Nous avons l'honneur de vous renvoyer ci-joint la requête que vous nous avez communiquée par bulletin du 6 du courant, et par laquelle le sieur Zimmer-Wurth, brasseur à Clausen, faubourg de Luxembourg, demande à obtenir gratis et pour un terme de 15 années, un brevet pour l'importation d'un appareil propre à faire fermenter la bière dans une cuve hermétiquement fermée.
En parcourant les dispositions de la loi du 25 janvier 1817 (n° 6 du journal officiel de la même année) relative à la concession de droits exclusifs pour l’invention, l'importation ou l'amélioration d'objets d’art ou de l’industrie, et le règlement du 26 mars suivant pour l'exécution de cette loi, nous avons cru reconnaître que l'intention du législateur a été de subordonner la délivrance de brevets d'importation, à l'existence à l'étranger de brevets d’invention pour les mêmes objets.
Or, il résulte du rapport de Monsieur le Directeur des contributions directes et de la lettre même du sieur Zimmer-Wurth qui se trouvent ci annexés, qu'il n'existe à l'étranger aucun brevet d'invention pour l'appareil en question, mais que celui-ci est le secret de deux propriétaires de brasserie dans les provinces rhénanes de la Prusse, qui en font usage à l'exclusion de tous autres.
Nous pensons dès lors que la demande du sieur Zimmer-Wurth n'est pas susceptible d'être accueillie.
J'ai l'honneur de vous transmettre de nouveau la requête par laquelle le sieur Zimmer-Wurth demande à obtenir gratis pour un terme de 15 années, un brevet pour l'exportation d'un appareil propre à faire faire fermenter la bière dans une cuve hermétiquement fermée, et que vous m'avez renvoyée par votre dépêche ci-émargée, en faisant observer, que je n'ai pu reconnaître, en examinant le règlement du 26 mars 1817, cité par vous, que l'intention du législateur ait été de subordonner la délivrance des brevets d'importation à l'existence à l'étranger des brevets d'invention pour les mêmes objets.

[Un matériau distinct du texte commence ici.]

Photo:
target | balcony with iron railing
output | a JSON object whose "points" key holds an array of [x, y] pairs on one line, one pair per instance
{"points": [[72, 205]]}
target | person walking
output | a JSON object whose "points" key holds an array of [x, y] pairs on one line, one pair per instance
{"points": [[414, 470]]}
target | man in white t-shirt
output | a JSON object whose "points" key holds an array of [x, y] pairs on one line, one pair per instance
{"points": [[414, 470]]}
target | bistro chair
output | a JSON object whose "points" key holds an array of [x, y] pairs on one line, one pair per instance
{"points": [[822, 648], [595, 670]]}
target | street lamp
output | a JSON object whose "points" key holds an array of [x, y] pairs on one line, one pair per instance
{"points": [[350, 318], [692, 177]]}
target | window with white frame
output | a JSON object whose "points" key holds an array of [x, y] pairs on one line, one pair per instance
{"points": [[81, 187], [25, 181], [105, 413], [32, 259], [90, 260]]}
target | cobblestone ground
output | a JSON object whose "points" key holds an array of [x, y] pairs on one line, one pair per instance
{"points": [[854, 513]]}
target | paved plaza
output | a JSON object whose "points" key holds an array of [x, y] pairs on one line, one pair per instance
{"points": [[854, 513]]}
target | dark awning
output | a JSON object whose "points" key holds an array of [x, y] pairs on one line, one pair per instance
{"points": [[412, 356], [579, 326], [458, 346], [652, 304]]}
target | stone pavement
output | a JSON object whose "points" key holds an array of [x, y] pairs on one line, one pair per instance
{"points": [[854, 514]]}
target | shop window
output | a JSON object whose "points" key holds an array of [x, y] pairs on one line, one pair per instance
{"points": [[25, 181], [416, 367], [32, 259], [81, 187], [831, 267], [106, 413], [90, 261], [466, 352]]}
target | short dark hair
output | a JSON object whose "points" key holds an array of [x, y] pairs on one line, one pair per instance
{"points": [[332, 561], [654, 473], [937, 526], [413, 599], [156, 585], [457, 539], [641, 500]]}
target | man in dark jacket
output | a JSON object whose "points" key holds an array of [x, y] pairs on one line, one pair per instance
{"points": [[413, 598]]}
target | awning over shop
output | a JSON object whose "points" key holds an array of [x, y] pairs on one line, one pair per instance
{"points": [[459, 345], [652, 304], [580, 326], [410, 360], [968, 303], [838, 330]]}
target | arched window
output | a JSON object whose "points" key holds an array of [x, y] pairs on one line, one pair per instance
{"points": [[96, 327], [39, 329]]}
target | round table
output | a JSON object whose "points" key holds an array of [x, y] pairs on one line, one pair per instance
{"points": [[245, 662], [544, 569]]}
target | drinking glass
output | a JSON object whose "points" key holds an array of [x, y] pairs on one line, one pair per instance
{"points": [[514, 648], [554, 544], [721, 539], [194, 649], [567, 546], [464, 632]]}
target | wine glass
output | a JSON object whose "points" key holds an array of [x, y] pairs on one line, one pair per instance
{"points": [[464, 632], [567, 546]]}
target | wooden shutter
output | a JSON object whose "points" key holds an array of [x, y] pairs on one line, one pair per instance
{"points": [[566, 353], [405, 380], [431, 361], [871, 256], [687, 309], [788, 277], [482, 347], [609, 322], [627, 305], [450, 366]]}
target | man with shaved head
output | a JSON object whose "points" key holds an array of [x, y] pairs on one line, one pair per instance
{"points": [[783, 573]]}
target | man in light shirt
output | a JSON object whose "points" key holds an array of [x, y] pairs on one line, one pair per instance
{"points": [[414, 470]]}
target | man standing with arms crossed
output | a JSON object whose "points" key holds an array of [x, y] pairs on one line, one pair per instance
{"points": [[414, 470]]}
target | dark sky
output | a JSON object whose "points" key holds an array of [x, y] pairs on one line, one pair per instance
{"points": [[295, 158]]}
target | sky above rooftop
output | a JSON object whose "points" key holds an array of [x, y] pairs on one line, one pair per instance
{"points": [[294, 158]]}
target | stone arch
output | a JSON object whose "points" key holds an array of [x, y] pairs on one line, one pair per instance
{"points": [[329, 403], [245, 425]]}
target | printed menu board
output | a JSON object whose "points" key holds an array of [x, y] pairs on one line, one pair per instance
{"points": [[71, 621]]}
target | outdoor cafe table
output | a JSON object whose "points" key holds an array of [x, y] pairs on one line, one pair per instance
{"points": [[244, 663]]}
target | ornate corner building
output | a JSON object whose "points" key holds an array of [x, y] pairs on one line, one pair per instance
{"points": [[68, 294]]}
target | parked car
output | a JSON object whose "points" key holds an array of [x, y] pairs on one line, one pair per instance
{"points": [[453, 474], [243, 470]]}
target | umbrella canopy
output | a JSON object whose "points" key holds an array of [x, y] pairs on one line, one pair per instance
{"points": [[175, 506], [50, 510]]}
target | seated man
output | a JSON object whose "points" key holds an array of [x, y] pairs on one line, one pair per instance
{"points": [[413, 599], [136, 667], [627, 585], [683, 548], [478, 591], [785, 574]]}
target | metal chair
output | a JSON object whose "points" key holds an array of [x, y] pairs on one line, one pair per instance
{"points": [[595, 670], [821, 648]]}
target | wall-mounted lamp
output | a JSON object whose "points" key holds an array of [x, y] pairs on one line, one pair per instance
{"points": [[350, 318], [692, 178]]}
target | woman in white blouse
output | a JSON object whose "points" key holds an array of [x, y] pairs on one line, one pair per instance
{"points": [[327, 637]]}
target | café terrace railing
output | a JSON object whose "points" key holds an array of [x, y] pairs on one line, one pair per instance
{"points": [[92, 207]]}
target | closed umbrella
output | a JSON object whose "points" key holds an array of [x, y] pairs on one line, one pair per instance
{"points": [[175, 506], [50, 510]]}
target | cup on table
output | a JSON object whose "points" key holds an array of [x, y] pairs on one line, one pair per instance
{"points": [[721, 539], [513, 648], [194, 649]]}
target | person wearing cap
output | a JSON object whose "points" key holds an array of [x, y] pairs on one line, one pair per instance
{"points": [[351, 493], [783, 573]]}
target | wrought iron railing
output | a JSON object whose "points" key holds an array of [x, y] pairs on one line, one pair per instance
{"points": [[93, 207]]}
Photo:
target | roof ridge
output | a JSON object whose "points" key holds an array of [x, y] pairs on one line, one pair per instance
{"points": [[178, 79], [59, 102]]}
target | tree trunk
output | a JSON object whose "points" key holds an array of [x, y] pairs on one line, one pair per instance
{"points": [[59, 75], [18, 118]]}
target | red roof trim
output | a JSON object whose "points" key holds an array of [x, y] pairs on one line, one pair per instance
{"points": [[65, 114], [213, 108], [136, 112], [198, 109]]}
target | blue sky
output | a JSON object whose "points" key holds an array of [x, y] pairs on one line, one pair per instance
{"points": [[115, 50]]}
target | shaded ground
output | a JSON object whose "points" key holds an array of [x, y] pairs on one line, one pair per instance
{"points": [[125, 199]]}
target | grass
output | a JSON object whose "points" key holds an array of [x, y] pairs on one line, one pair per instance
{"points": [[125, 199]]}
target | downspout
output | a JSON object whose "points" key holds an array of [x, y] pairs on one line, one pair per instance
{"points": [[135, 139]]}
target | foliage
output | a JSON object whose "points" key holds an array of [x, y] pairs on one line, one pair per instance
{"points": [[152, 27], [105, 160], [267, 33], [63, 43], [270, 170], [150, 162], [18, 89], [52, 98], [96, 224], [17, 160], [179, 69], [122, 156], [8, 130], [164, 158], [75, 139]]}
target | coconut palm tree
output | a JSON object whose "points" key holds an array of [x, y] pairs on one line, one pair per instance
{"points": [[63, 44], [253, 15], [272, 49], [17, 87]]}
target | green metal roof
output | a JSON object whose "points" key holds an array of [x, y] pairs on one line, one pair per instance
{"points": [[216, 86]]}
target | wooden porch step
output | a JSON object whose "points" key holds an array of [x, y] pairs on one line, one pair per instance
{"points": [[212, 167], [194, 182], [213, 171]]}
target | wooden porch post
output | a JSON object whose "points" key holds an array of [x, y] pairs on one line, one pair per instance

Ledit règlement renferme bien des dispositions à suivre au cas qu’un brevet à été accordé à l'étranger, mais il ne fait aucunement de l'existence d'un tel brevet la condition requise pour faire accueillir favorablement la demande en obtention d'un brevet d'importation dans notre pays [3].
Je vous prie, en conséquence, Messieurs, de vouloir traiter cette affaire conformément aux instructions existantes et, en me renvoyant la requête et les pièces annexées, et joindre encore un double du dessin et de la description, ainsi que le procès-verbal dont fait mention l'article 2 du règlement prénommé.
En réponse à votre dépêche … nous avons l'honneur de vous informer que nous ne possédons pas les moyens de donner un avis convenable sur la demande du sieur Zimmer-Wurth tendant à obtenir un brevet d'importation pour un appareil propre à la fabrication de la bière.
Jusqu'ici le rôle de l'administration provinciale se bornait aux formalités de réception et d'envoi mentionnées dans les articles 2 et 3 du règlement du 26 mars 1817. Le surplus des opérations étaient dans les attributions du ministère compétent.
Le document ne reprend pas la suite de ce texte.